The invention has been described in terms of specific examples which are illustrative only and are not to be construed as limiting. The invention may be implemented in digital electronic circuitry or in computer hardware, firmware, software, or in combinations of them. Apparatus of the invention may be implemented in a computer program product tangibly embodied in a machine-readable storage device for execution by a computer processor; and method steps of the invention may be performed by a computer processor executing a program to perform functions of the invention by operating on input data and generating output. Suitable processors include, by way of example, both general and special purpose microprocessors. Storage devices suitable for tangibly embodying computer program instructions include all forms of non-volatile memory including, but not limited to: semiconductor memory devices such as EPROM, EEPROM, and flash devices; magnetic disks (fixed, floppy, and removable); other magnetic media such as tape; optical media such as CD-ROM disks; and magneto-optic devices. Any of the foregoing may be supplemented by, or incorporated in, specially-designed application-specific integrated circuits (ASICs) or suitably programmed field programmable gate arrays (FPGAs).

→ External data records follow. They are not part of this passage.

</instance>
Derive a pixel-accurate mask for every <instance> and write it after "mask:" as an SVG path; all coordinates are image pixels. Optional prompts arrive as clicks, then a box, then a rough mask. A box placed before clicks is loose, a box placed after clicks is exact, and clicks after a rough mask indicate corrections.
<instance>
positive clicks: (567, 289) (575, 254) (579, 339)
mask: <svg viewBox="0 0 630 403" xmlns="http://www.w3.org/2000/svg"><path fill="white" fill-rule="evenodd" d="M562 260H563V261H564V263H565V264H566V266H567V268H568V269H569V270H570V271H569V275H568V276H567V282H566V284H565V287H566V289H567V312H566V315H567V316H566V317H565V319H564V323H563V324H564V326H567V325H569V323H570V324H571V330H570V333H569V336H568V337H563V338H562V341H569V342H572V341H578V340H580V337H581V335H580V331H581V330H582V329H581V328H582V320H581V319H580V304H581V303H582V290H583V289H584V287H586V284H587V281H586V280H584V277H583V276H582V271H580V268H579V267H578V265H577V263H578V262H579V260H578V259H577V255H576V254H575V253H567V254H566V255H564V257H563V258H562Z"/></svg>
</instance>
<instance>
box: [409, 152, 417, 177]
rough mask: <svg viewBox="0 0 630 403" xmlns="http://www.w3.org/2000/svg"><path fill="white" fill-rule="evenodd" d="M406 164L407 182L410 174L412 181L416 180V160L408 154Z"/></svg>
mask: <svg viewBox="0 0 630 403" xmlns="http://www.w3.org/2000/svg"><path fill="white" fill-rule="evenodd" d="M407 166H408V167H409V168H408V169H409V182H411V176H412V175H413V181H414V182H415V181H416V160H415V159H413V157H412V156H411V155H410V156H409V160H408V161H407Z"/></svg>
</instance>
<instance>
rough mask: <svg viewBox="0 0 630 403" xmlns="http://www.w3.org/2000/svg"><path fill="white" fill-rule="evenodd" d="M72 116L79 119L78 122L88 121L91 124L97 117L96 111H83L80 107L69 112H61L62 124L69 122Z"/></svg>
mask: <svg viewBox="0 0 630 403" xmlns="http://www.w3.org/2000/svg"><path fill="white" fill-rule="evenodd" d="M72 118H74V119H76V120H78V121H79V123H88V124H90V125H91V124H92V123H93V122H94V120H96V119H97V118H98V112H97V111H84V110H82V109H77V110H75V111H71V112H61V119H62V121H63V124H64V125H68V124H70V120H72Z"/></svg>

From the aforegoing disclosure and certain variations and modifications already disclosed therein for purposes of illustration, it will be evident to one skilled in the relevant art that the present inventive concept can be embodied in forms different from those described and it will be understood that the invention is intended to extend to such further variations. While the preferred forms of the invention have been shown in the drawings and described herein, the invention should not be construed as limited to the specific forms shown and described since variations of the preferred forms will be apparent to those skilled in the art. Thus the scope of the invention is defined by the following claims and their equivalents.